Preschool has changed a lot since most adults were in a classroom. “The stakes are higher today,” says Christine Ader-Soto, senior vice president of early childhood development at The Y in Central Maryland.

“When I went to kindergarten, we were finger painting and doing what you typically don’t see in preschool centers today,  because in the past it was more focused on the social experience of school. Today, it’s getting ready to enter school fully prepared to take on the rigors of public education.”

The Y is one of the largest early childhood school providers in the area. It branches out to several locations,  including 35 Head Start centers and six traditional preschool centers. Combined, they care for almost 2,000 children under the age of 5 each day, and the play that is incorporated now is very purposeful.

“It might look like play, but what’s actually going on is a very intentional  effort on our part to follow a curriculum that supports school readiness,” she says. They focus on social and emotional development—like learning to share or take turns—and language and literacy development.

Michelle Gold, director of the Goldsmith Early Childhood Education Center at Chizuk Amuno Congregation, says the preschool encourages a play-based
philosophy. “We believe children at this age (18 months to 5 years old) need to play and explore their environment and create things and investigate,” she says. “Play goes away after kindergarten. That’s how children learn to be social and be successful in the world, and they don’t have a chance to do it after preschool or up until kindergarten. So we feel it’s really important for them to develop their skills to be successful later on in life.”

Elementary schools still have playgrounds, of course, but by that point, Gold says those social skills and personalities are already developed on a foundational level. “Sometimes parents get caught up in the academic skills. ‘When is my child going to learn to read?’ ‘When are they going to learn their colors and shapes?’ All of that is going to come because that’s developmental. Their brains become ready to learn that,” she says. “But it’s not like that with social skills. It’s not natural for children to share. They have to learn.”

“If their first time in kindergarten is also their first social experience, they’re starting with bare bones,” she continues, so they’re behind on managing
a social-emotional balance with the academic development. That social-emotional balance comes in many forms, which the Hearing and Speech Agency (HASA) prides itself on. The nonprofit serves individuals with communication differences and challenges, including the Gateway School, which works with students whose primary challenge is communication-based, integrating them with children without communication impairments.

“It’s a really supportive way for students with communication difficulties and those who are simply in the classroom because their parents want them to be exposed to a variety of different people in their lives to acquire the skills they need to be ready for kindergarten, no matter what kindergarten looks like for that individual child,” says Erin Stauder, HASA executive director.

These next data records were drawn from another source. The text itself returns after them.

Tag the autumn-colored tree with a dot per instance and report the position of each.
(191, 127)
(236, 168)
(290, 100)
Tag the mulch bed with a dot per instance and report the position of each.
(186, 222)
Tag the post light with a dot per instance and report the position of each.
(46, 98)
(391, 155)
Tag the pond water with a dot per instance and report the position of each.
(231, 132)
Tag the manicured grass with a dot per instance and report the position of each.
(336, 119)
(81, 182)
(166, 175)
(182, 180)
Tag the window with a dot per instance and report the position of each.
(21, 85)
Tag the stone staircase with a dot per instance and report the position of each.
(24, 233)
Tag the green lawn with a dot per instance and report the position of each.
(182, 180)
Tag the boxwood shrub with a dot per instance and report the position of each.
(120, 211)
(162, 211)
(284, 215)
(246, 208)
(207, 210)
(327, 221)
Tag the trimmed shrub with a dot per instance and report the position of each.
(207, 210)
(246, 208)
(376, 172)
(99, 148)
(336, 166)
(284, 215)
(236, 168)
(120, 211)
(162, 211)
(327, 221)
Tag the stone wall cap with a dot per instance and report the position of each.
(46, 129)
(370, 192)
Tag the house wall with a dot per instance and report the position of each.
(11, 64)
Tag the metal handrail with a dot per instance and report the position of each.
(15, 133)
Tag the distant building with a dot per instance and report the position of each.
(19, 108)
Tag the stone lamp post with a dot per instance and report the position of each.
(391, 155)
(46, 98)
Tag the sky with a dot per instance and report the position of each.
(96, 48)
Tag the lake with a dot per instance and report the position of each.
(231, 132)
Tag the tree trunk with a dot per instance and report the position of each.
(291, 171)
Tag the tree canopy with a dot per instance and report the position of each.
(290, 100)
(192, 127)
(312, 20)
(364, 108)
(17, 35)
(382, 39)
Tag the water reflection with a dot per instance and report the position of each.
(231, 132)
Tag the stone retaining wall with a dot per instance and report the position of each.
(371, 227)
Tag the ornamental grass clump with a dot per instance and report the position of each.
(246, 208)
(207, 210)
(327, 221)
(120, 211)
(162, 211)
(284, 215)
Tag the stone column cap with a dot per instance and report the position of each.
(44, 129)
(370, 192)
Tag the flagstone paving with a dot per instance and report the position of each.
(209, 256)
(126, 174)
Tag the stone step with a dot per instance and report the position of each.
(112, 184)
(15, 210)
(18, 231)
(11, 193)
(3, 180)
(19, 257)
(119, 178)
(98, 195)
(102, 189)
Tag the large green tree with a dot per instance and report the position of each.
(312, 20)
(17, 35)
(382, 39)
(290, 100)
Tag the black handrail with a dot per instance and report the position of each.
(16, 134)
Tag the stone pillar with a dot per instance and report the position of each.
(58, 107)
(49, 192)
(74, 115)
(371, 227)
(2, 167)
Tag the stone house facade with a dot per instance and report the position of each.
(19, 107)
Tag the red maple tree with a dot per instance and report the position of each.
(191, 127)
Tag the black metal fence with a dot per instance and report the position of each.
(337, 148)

Gateway staff incorporate academic skillsets into fun learning environments that rely heavily on parent contact and input to ensure skills learned at school are implemented in the home, too,
she says.

“A lot of the current research is showing that the results are inconsistent about what the long-term academic impacts are of early childhood programming,” she says. “But the impacts of the social development and social language development maintain themselves.”

Waldorf School of Baltimore nursery teacher Lisa Bechmann says its preschool program also focuses on the social interaction aspect. The children engage in daily practical activities: In her class, for example, Monday is baking day. Her 16 students make bread, which becomes their snack for the day. “Within that, they get the opportunity to experience the process so they know that their bread doesn’t come out of a package at the grocery store. They’re engaged in making their own food,” she says, garnering all their senses. “Children this age are doers. You want to engage them into actually doing the activity, getting their hands into it.” Stories or songs go along with the activity, making it multidimensional.

“Children are really learning to be an individual in the context of a group,” she says. The sensory experience is key, too, which is why outdoor play lasts two hours at Waldorf, out in the garden, playground or a wooded area nearby. “That’s how they learn about nature. Every day we go outside and we see what’s new in that mud puddle or behind that tree, what’s growing today as opposed to the direct instruction experience of just talking about it,” she says. Activities like these excite students about education, Bechmann says—some of her students can’t wait to do what the first-graders are doing. This is exactly what she wants to hear.